Regulation of legal relations in The Kingdom Of Jerusalem in the Middle Ages
DOI:
https://doi.org/10.15330/apiclu.57.142-152Keywords:
Kingdom of Jerusalem, legal relations, legal custom, legal code, legal act, legal system, the Middle Ages, the Crusades, Assisi, canons.Abstract
This article is devoted to the problems of regulation of legal relations in the Kingdom of the Crusaders in Jerusalem in the period 1099 – 1187 years. The peculiarities of legal relations in the largest and most politically, economically and socially stable crusader state, in which the state system was formed as a result of the synthesis of Western European, Byzantine and Muslim state and legal traditions, establishing feudal orders, largely similar to those which existed in their homeland.
The activity of the royal curia, which consisted of large feudal lords and which was both a feudal court and a military-political council, is analyzed. It is stated that all political, socio-economic and legal provisions were recorded in the «Assisi of Jerusalem» - the court code, which defined and regulated the feudal customs of the Kingdom of Jerusalem.

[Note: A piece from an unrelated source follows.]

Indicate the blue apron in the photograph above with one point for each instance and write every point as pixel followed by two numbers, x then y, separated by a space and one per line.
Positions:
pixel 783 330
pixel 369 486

The article describes in detail the rights and responsibilities of feudal lords, their vassals and other segments of the population, as well as emphasizes the regulation of feudal relations in the territories conquered by the Crusaders because of the First Crusade. It was in Assisi that the fundamental and basic provisions were enshrined, on which the system of European continental law was further formed and developed.
The article points out that the «Jerusalem Assisi» was a kind of code of customary law, which operated in the Crusader states: the Kingdom of Jerusalem, the Kingdom of Cyprus, Tripoli, the Principality of Antioch, the County of Edessa and others. It is stated that, despite the fact that the «Jerusalem Assisi» does not cover all areas of social relations governed by law, they found their legal embodiment all those aspects that were most relevant to the feudal society of that time, which allows us to state the existence in Latin East fairly developed legal system.